IBM, a major advertiser on X, has pulled its spending from the social media platform, whose employees are grappling with what to tell its other advertisers, according to internal messages.
To be clear: Musk endorsed a tweet which used a false antisemitic conspiracy theory to tell people why “Hitler was right”
Cognos Analytics at work and like a lot of folks there’s a cheap IBM server card in my media center supporting an array for network storage.
That’s not counting the dozens of IBM products that are at the various levels of all the networks we travel through online.
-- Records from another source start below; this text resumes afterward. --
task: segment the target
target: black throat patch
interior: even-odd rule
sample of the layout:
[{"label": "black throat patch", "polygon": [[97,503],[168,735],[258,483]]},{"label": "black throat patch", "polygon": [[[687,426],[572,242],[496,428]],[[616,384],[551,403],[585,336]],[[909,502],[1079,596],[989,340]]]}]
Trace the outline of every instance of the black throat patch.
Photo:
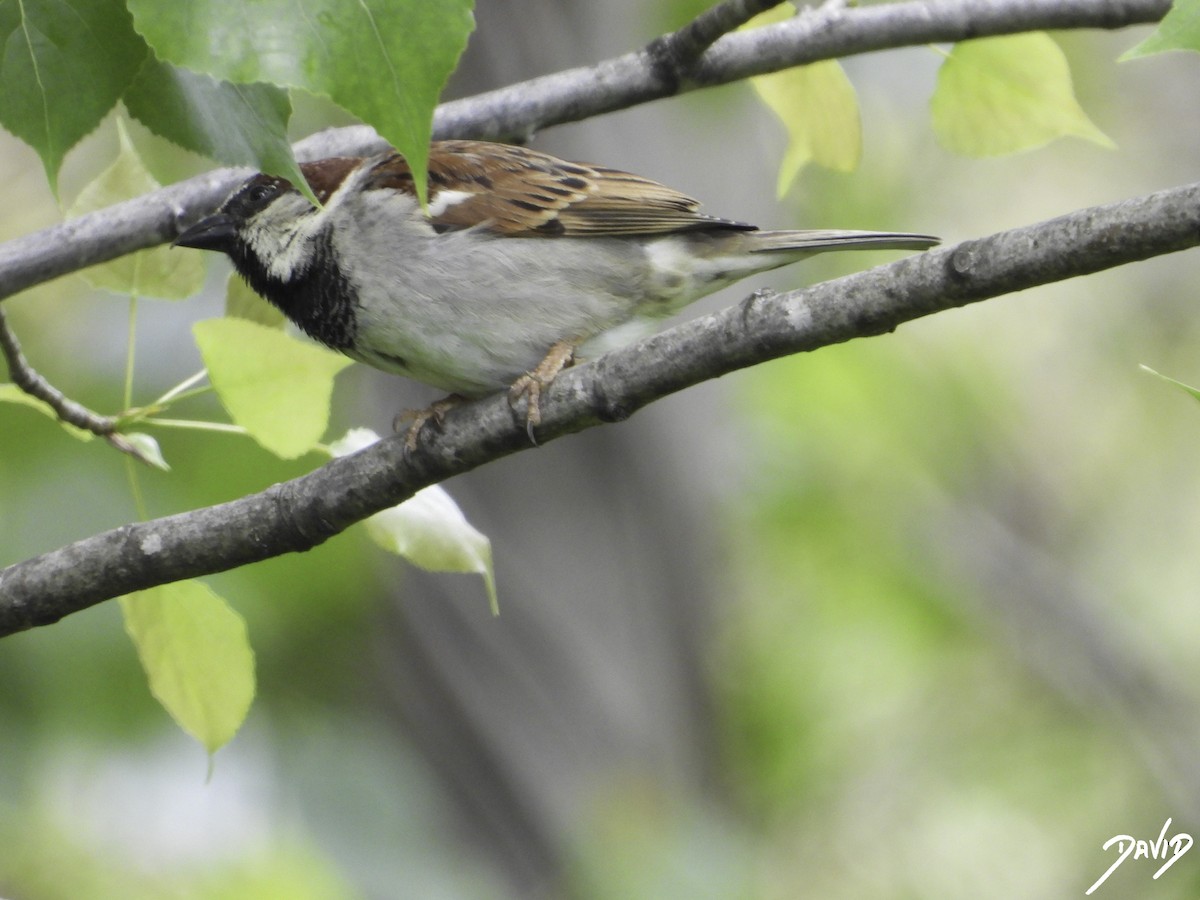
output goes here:
[{"label": "black throat patch", "polygon": [[255,255],[239,247],[230,253],[238,273],[309,337],[334,350],[354,346],[358,297],[334,261],[328,232],[314,238],[308,267],[284,281],[267,272]]}]

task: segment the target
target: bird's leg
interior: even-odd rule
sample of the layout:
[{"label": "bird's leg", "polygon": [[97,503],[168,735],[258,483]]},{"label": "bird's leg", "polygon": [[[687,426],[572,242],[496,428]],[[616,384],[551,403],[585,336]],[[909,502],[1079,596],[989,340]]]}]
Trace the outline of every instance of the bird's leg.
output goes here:
[{"label": "bird's leg", "polygon": [[467,398],[462,394],[451,394],[449,397],[443,397],[441,400],[435,400],[424,409],[406,409],[400,413],[392,421],[392,431],[399,431],[407,423],[408,431],[404,435],[404,449],[417,449],[417,435],[421,433],[421,429],[425,427],[425,423],[432,420],[434,425],[441,427],[442,420],[446,417],[446,413],[467,401]]},{"label": "bird's leg", "polygon": [[514,410],[525,398],[525,432],[531,444],[537,443],[533,429],[542,424],[540,400],[542,391],[550,387],[555,377],[575,360],[577,341],[558,341],[550,348],[545,358],[531,371],[526,372],[508,389],[508,405]]}]

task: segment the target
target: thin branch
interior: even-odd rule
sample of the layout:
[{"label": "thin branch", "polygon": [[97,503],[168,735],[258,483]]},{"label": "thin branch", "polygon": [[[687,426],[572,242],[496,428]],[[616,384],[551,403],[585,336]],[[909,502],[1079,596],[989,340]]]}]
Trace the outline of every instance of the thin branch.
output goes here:
[{"label": "thin branch", "polygon": [[716,43],[718,38],[736,31],[755,16],[773,9],[783,0],[725,0],[696,16],[665,40],[677,60],[692,62]]},{"label": "thin branch", "polygon": [[[821,59],[1034,29],[1123,28],[1156,22],[1169,7],[1170,0],[910,0],[822,8],[778,25],[724,35],[700,55],[685,81],[664,75],[651,55],[639,50],[444,103],[434,116],[434,136],[523,141],[551,125]],[[355,126],[313,135],[295,149],[299,158],[313,159],[372,153],[383,146],[370,128]],[[209,172],[0,244],[0,300],[173,240],[244,174]]]},{"label": "thin branch", "polygon": [[696,61],[718,38],[745,25],[783,0],[725,0],[705,10],[678,31],[664,34],[646,46],[658,79],[676,86],[688,80]]},{"label": "thin branch", "polygon": [[[147,456],[141,447],[121,433],[121,429],[134,418],[142,419],[148,413],[166,409],[173,401],[187,396],[188,391],[196,382],[208,376],[207,371],[201,369],[195,375],[171,388],[149,407],[137,410],[126,409],[121,416],[105,416],[72,400],[30,364],[21,350],[21,343],[17,340],[16,332],[8,324],[8,316],[5,315],[3,307],[0,307],[0,356],[3,356],[4,361],[8,364],[8,374],[12,383],[24,393],[49,406],[59,421],[104,438],[117,450],[152,468],[158,468],[159,462]],[[205,393],[207,390],[207,388],[202,388],[194,393]],[[128,384],[125,393],[125,399],[128,401]],[[224,422],[193,422],[161,418],[144,418],[143,420],[147,425],[158,425],[164,428],[191,428],[198,431],[220,431],[228,434],[246,433],[246,429],[241,426]]]},{"label": "thin branch", "polygon": [[[741,304],[568,369],[542,397],[542,442],[706,379],[882,334],[946,309],[1200,245],[1200,184],[1093,207]],[[503,394],[229,503],[126,525],[0,570],[0,636],[157,584],[310,549],[443,481],[528,449]]]},{"label": "thin branch", "polygon": [[527,141],[538,129],[823,59],[1039,29],[1125,28],[1157,22],[1170,0],[912,0],[821,7],[786,22],[727,34],[683,81],[645,50],[443,103],[434,133]]},{"label": "thin branch", "polygon": [[29,364],[3,309],[0,309],[0,352],[3,352],[4,361],[8,363],[8,377],[13,384],[53,409],[63,422],[99,437],[108,437],[113,433],[117,427],[116,419],[102,416],[82,403],[76,403]]},{"label": "thin branch", "polygon": [[8,364],[8,377],[12,379],[13,384],[49,406],[61,421],[104,438],[122,453],[128,453],[139,462],[154,465],[141,450],[118,433],[119,420],[116,417],[103,416],[72,400],[29,364],[29,360],[21,352],[21,344],[9,326],[3,308],[0,308],[0,354],[3,354],[4,361]]}]

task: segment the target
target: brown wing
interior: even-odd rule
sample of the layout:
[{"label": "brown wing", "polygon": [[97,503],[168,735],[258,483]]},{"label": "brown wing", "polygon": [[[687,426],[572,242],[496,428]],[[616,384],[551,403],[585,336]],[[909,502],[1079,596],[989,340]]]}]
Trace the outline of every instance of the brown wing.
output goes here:
[{"label": "brown wing", "polygon": [[[393,154],[368,187],[412,192]],[[656,181],[484,141],[436,141],[429,153],[429,218],[449,231],[484,228],[513,237],[644,235],[754,226],[697,212],[699,203]]]}]

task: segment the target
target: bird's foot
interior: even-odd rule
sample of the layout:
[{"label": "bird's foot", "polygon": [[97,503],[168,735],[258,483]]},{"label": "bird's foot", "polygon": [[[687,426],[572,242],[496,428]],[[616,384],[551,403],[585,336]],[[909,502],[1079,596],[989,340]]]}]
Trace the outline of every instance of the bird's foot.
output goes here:
[{"label": "bird's foot", "polygon": [[508,405],[514,410],[525,399],[525,433],[529,442],[537,444],[534,429],[542,424],[542,391],[550,387],[558,373],[575,360],[574,341],[558,341],[550,352],[531,371],[526,372],[508,389]]},{"label": "bird's foot", "polygon": [[435,400],[424,409],[406,409],[392,421],[392,431],[398,432],[407,426],[407,433],[404,435],[404,449],[410,452],[416,450],[417,436],[420,435],[426,422],[433,422],[436,427],[440,428],[442,420],[446,418],[446,413],[466,401],[467,398],[461,394],[451,394],[449,397]]}]

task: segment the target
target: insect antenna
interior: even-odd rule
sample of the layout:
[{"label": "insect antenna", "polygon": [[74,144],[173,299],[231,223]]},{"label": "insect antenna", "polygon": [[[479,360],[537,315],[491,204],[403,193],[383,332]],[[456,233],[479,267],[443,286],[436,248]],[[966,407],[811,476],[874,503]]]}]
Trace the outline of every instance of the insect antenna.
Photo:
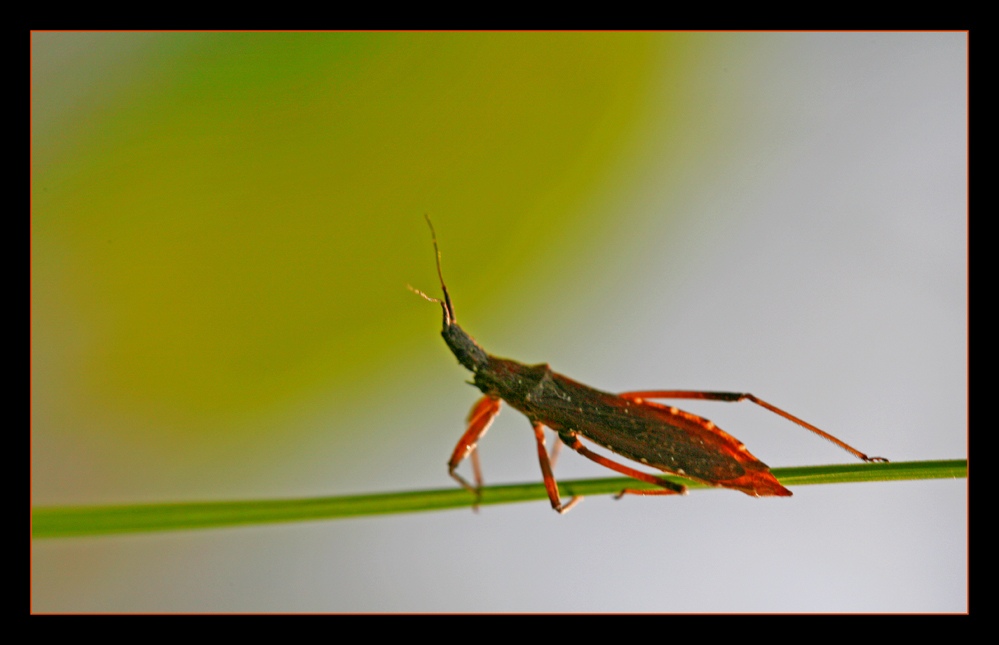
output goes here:
[{"label": "insect antenna", "polygon": [[441,306],[441,309],[444,310],[444,326],[450,327],[455,322],[454,305],[451,304],[451,295],[447,292],[447,285],[444,284],[444,273],[441,272],[441,250],[437,246],[437,231],[434,230],[434,223],[430,221],[430,216],[424,213],[423,217],[427,220],[427,225],[430,227],[430,239],[433,240],[434,243],[434,259],[437,262],[437,277],[441,281],[441,291],[444,292],[444,299],[441,300],[440,298],[428,296],[419,289],[414,289],[408,284],[406,285],[406,288],[416,295],[429,300],[430,302],[438,303]]}]

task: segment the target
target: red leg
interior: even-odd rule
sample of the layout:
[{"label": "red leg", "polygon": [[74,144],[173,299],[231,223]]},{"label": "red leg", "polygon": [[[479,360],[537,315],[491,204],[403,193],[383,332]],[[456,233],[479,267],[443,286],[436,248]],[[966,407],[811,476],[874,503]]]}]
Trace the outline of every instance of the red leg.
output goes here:
[{"label": "red leg", "polygon": [[[458,445],[454,447],[454,452],[451,453],[451,459],[447,462],[447,473],[456,482],[461,484],[462,488],[475,495],[476,506],[478,506],[479,496],[481,495],[482,470],[479,468],[479,455],[475,447],[479,439],[486,434],[486,430],[489,429],[489,425],[496,418],[496,415],[499,414],[499,411],[500,399],[484,396],[476,401],[475,405],[472,406],[472,411],[468,415],[468,429],[461,436]],[[455,472],[458,464],[465,457],[468,457],[469,453],[472,454],[472,470],[475,473],[475,486],[469,484],[464,477]]]},{"label": "red leg", "polygon": [[475,487],[482,488],[482,462],[479,461],[479,447],[472,448],[468,455],[472,460],[472,476],[475,477]]},{"label": "red leg", "polygon": [[665,488],[625,488],[623,491],[614,496],[614,499],[621,499],[625,495],[676,495],[676,491],[666,490]]},{"label": "red leg", "polygon": [[559,453],[562,452],[562,442],[559,441],[558,436],[555,437],[555,442],[552,443],[552,450],[548,453],[548,461],[551,462],[552,470],[555,470],[555,463],[558,461]]},{"label": "red leg", "polygon": [[568,513],[569,509],[579,503],[582,497],[574,495],[569,503],[565,506],[562,505],[562,500],[558,495],[558,482],[555,481],[555,475],[552,474],[552,465],[548,460],[548,450],[545,449],[545,428],[540,423],[534,424],[534,439],[538,444],[538,461],[541,463],[541,476],[545,480],[545,491],[548,493],[548,499],[552,503],[552,508],[562,513]]},{"label": "red leg", "polygon": [[601,466],[610,468],[611,470],[616,470],[622,475],[627,475],[632,479],[637,479],[639,481],[648,482],[650,484],[655,484],[656,486],[662,486],[662,490],[656,491],[638,491],[631,488],[626,488],[621,491],[617,497],[620,498],[621,495],[625,493],[635,493],[639,495],[686,495],[687,487],[680,484],[674,484],[668,479],[662,479],[661,477],[656,477],[655,475],[650,475],[649,473],[644,473],[640,470],[635,470],[634,468],[629,468],[623,464],[619,464],[616,461],[608,459],[603,455],[598,455],[589,448],[583,445],[583,442],[579,440],[579,437],[575,434],[567,434],[565,436],[559,435],[562,441],[567,443],[570,448],[583,455],[587,459],[597,462]]},{"label": "red leg", "polygon": [[711,400],[711,401],[727,401],[727,402],[730,402],[730,403],[737,403],[739,401],[752,401],[756,405],[758,405],[760,407],[763,407],[763,408],[766,408],[767,410],[770,410],[774,414],[784,417],[788,421],[793,421],[794,423],[797,423],[799,426],[801,426],[802,428],[805,428],[806,430],[810,430],[810,431],[814,432],[815,434],[819,435],[823,439],[828,439],[829,441],[833,442],[834,444],[836,444],[837,446],[839,446],[843,450],[849,452],[850,454],[854,455],[855,457],[857,457],[859,459],[862,459],[864,461],[884,461],[884,462],[888,461],[884,457],[868,457],[867,455],[865,455],[864,453],[860,452],[859,450],[857,450],[853,446],[849,445],[848,443],[846,443],[844,441],[840,441],[839,439],[837,439],[836,437],[832,436],[828,432],[825,432],[823,430],[819,430],[818,428],[816,428],[815,426],[813,426],[811,423],[808,423],[807,421],[803,421],[802,419],[799,419],[798,417],[794,416],[793,414],[789,414],[789,413],[785,412],[784,410],[781,410],[777,406],[771,405],[770,403],[767,403],[763,399],[759,399],[759,398],[753,396],[752,394],[748,394],[748,393],[739,393],[739,392],[696,392],[696,391],[688,391],[688,390],[653,390],[653,391],[648,391],[648,392],[623,392],[623,393],[619,394],[618,396],[620,396],[621,398],[624,398],[624,399],[631,399],[633,401],[634,400],[641,400],[641,399],[707,399],[707,400]]}]

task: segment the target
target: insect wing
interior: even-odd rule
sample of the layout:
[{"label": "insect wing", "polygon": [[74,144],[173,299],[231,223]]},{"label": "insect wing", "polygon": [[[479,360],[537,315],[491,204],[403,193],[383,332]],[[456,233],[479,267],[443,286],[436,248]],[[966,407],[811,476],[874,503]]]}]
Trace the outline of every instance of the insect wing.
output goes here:
[{"label": "insect wing", "polygon": [[555,430],[577,432],[612,452],[664,472],[750,495],[788,496],[766,464],[741,441],[697,415],[625,399],[553,374],[548,398]]}]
And that’s what they have adds for on X? Some software and hardware that’s like 1% of their revenue? And they are one of the biggest add buyers? That’s the insane part. It would make more sense for Samsung or apple to buy adds for phones or laptops, you know, things everyone uses. IBM doesn’t have consumer products. Why are they spending so much money on X?
The whole premise of ads on Twitter is that they’re targeted.
IBM don’t sell consumer crap. They sell smoke and mirrors to major governments and industry. They’re chasing jobs worth millions per pop. They want ads to target the people making those decisions.
Actually I saw IBM consultant for a very large corp suggested Dell terminals while IBM end user things existed. For a modern mainframe, a PC is just a terminal emulator, browser (extensively used) and a development machine.
This would only make sense if targeting rich individuals was somehow significantly more expensive. They’re showing ads to very small group of X users. Their ads cost the same as other ads. They should not be spending more than companies selling consumer products.
I think it’s like those commercials you sometimes see like during a big sporting event or something where it’s over and you’re like - what company is that and why would I care? They really do sometimes put an ad out in front of millions of eyes knowing there are only a few dozen in the audience who would care. But those eyes have the power to make million dollar purchases for their companies.